Some of the states, beset by their own internal funding or governance problems, took CA's request for cutbacks as an excuse to launch their own purges, most pointedly in Victoria, to the cost of more than 150 jobs and incalculable effects on morale. Internally, several CA departments made their own pushbacks against stand downs and redundancies, resorting to whatever "smoke and mirrors" they could to save staff in the face of forecasts and plans that, even by the end of April, were looking out of date. In the end, the 40 redundancies announced this week were around half the number that might otherwise have gone.

Roberts, though, forged on unswervingly and unwittingly. Unable to contribute much to negotiations, he had time to draft a letter asking where money raised by cricket for bushfire relief had gone, in eerie parallel to the questions that staff, states and players were asking of him. Contentions about how broadcasters were threatening to reduce their rights fees - despite no loss of actual content as was the case in the winter codes - were brushed off ever more stridently whenever Roberts tried to make them, including by Pat Cummins, the Australia's highest paid player and a client of Maxwell's.

By May, conversations about how to find consensus in an increasingly fractured cricket landscape began to consider Roberts' position as CEO in addition to his position on cutbacks. By early June, when the same old March forecasts were trotted out more widely to states, the ACA and the media, Roberts was unknowingly entering his final days. Tellingly, some invitations to these briefings were wearily rebuffed. Knox then wrote to Eddings requesting a meeting of state chairs for the first time since April 17. Within a week it was made clear that any collective resolution to disagreements across the game would be found without Roberts' presence.

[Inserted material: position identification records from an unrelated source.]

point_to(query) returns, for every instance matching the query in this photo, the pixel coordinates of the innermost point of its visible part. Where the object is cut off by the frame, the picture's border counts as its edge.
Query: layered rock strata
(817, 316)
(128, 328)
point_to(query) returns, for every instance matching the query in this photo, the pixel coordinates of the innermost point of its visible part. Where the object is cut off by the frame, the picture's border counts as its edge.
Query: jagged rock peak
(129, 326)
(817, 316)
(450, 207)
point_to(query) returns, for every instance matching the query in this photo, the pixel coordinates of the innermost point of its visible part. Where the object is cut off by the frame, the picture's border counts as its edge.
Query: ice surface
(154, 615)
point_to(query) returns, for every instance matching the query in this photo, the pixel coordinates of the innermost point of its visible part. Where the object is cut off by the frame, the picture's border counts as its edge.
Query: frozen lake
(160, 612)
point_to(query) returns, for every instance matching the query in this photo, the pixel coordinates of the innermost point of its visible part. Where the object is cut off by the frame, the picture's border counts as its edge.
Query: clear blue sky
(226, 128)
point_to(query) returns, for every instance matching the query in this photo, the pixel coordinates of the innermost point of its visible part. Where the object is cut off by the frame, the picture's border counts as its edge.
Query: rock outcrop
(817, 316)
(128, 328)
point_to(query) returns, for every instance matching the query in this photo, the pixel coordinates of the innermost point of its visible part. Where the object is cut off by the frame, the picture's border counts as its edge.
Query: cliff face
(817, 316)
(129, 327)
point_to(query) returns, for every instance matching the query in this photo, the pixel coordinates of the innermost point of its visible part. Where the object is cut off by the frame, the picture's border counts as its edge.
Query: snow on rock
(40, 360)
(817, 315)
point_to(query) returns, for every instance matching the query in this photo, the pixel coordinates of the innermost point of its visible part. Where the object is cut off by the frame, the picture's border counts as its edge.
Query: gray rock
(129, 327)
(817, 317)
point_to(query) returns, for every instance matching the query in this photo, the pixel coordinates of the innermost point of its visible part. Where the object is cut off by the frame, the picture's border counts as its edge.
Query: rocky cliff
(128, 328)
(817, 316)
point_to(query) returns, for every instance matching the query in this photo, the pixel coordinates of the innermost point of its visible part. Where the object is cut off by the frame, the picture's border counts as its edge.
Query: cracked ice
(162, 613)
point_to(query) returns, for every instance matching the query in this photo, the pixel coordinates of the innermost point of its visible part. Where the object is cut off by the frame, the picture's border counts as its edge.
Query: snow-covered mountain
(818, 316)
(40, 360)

All that remained was for the CA board to find a sturdy interim CEO in Hockley - who had been mentored by the CA director John Harnden and Sutherland in his role as a T20WC director - and go through the process of informing and settling with the outgoing leader. Painfully for Roberts, the news of this process broke before it was complete on Monday afternoon, with his resignation from CA accepted later that night, under financial terms that clearly left Eddings with little latitude to publicly explain the reasons the following day.

It was strange, in some ways, that a former cricketer who had gone on to a well remunerated business career could ultimately find no advice or relationships strong enough to save him from such swift removal. But Roberts had long been perceived by cricketers as more of a businessman, and by businessmen as more of a cricketer - he looked to be a bowling allrounder when batting, and a batting allrounder when bowling.

Neither group could quite make sense of Roberts, leaving critical trust never to be fully engendered in someone who could easily have kept wiser, and wider, counsel. Knowledge, and power, were always only a few phone or Zoom calls away.